Dunno min specs but I use a Graco 5900... but that's no help to your question....


----------



## NCPaint1 (Aug 6, 2009)

Paradigmzz said:


> Dunno min specs but I use a Graco 5900... but that's no help to your question....


5900 ----> 1.6GPM :thumbup:


----------



## Paint and Hammer (Feb 26, 2008)

My mistake, I have the 395, meant to write 695.


----------



## NCPaint1 (Aug 6, 2009)

695 should handle it


----------



## dvp (Jun 21, 2010)

2 gallon per minute. speeflo 6900, 8900 is better. good elastomeric is thick.


----------



## Paint and Hammer (Feb 26, 2008)

I would prefer to keep it to Graco, but not mandatory. 

Not interested in a gas powered, I'm not a high production guy. 

I'm serious if someone has a 695 or comparable feel free to PM me...thanks. 




gotta to to work.....


----------



## Dunbar Painting (Mar 19, 2010)

Paint and Hammer said:


> I would prefer to keep it to Graco, but not mandatory.
> 
> Not interested in a gas powered, I'm not a high production guy.
> 
> ...


I feel like we go through similar ideas/feelings man! I went through the "must have a sprayer for elastomeric" period a few months ago, but realized that almost no one has requested it, and the times in which I will actually use it are minimal: cutting and rolling it will suffice.


----------



## premierpainter (Apr 17, 2007)

We use speeflo 6900 8900 and the 12000 I always recommend buying the biggest sprayer that you can afford. You can always turn the pressure down.


----------



## NCPaint1 (Aug 6, 2009)

premierpainter said:


> We use speeflo 6900 8900 and the 12000 I always recommend buying the biggest sprayer that you can afford. You can always turn the pressure down.


Right, but then again, simply moving it around can be a PITA. If hes not doing a ton of elasto/dryfall having a giant heavy pump may turn into an expensive dust collector. I say get the smallest big pump....if that makes sense :blink:


----------



## BC_Painter (Feb 14, 2010)

Dunbar Painting said:


> I feel like we go through similar ideas/feelings man! I went through the "must have a sprayer for elastomeric" period a few months ago, but realized that almost no one has requested it, and the times in which I will actually use it are minimal: cutting and rolling it will suffice.
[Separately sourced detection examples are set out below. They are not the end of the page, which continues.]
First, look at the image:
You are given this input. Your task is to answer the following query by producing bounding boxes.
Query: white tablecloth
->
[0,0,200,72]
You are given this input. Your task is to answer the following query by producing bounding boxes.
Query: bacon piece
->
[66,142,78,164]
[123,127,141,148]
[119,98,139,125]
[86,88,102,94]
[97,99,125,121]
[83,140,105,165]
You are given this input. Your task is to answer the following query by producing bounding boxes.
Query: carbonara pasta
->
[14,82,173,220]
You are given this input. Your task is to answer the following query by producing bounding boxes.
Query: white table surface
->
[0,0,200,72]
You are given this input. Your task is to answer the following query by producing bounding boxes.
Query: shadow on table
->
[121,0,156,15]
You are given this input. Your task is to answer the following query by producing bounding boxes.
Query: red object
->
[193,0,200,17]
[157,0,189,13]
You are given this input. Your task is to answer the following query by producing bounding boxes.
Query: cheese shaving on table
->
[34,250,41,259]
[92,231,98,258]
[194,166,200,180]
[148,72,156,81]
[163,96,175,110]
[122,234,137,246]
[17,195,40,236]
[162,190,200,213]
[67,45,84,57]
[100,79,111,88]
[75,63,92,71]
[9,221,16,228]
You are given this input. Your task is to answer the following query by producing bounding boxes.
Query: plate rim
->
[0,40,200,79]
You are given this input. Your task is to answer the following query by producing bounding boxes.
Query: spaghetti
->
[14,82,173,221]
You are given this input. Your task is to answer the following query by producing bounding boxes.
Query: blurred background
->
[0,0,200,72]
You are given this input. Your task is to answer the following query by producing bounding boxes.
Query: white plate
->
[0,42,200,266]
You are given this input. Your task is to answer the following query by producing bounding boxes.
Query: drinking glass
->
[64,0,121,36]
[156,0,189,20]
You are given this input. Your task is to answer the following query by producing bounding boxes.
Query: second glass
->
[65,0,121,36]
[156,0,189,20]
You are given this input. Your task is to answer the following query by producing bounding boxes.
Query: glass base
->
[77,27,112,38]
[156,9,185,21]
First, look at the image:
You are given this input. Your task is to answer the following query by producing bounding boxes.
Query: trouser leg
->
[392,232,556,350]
I also find that Elasto-wall needs much smaller tip requirements than most elastomerics as well, so you can get away with a smaller pump. The stuff is like pudding, but I've thrown it through some pretty small machines with success.


----------



## premierpainter (Apr 17, 2007)

NCPaint1 said:


> Right, but then again, simply moving it around can be a PITA. If hes not doing a ton of elasto/dryfall having a giant heavy pump may turn into an expensive dust collector. I say get the smallest big pump....if that makes sense :blink:


The 6900 can be moved easily by one person.


----------



## Paint and Hammer (Feb 26, 2008)

NCPaint1 said:


> I say get the smallest big pump....if that makes sense :blink:



Yup....that's 'exactly' what I meant. :thumbsup:


----------



## Paint and Hammer (Feb 26, 2008)

Dunbar Painting said:


> I feel like we go through similar ideas/feelings man! I went through the "must have a sprayer for elastomeric" period a few months ago, but realized that almost no one has requested it, and the times in which I will actually use it are minimal: cutting and rolling it will suffice.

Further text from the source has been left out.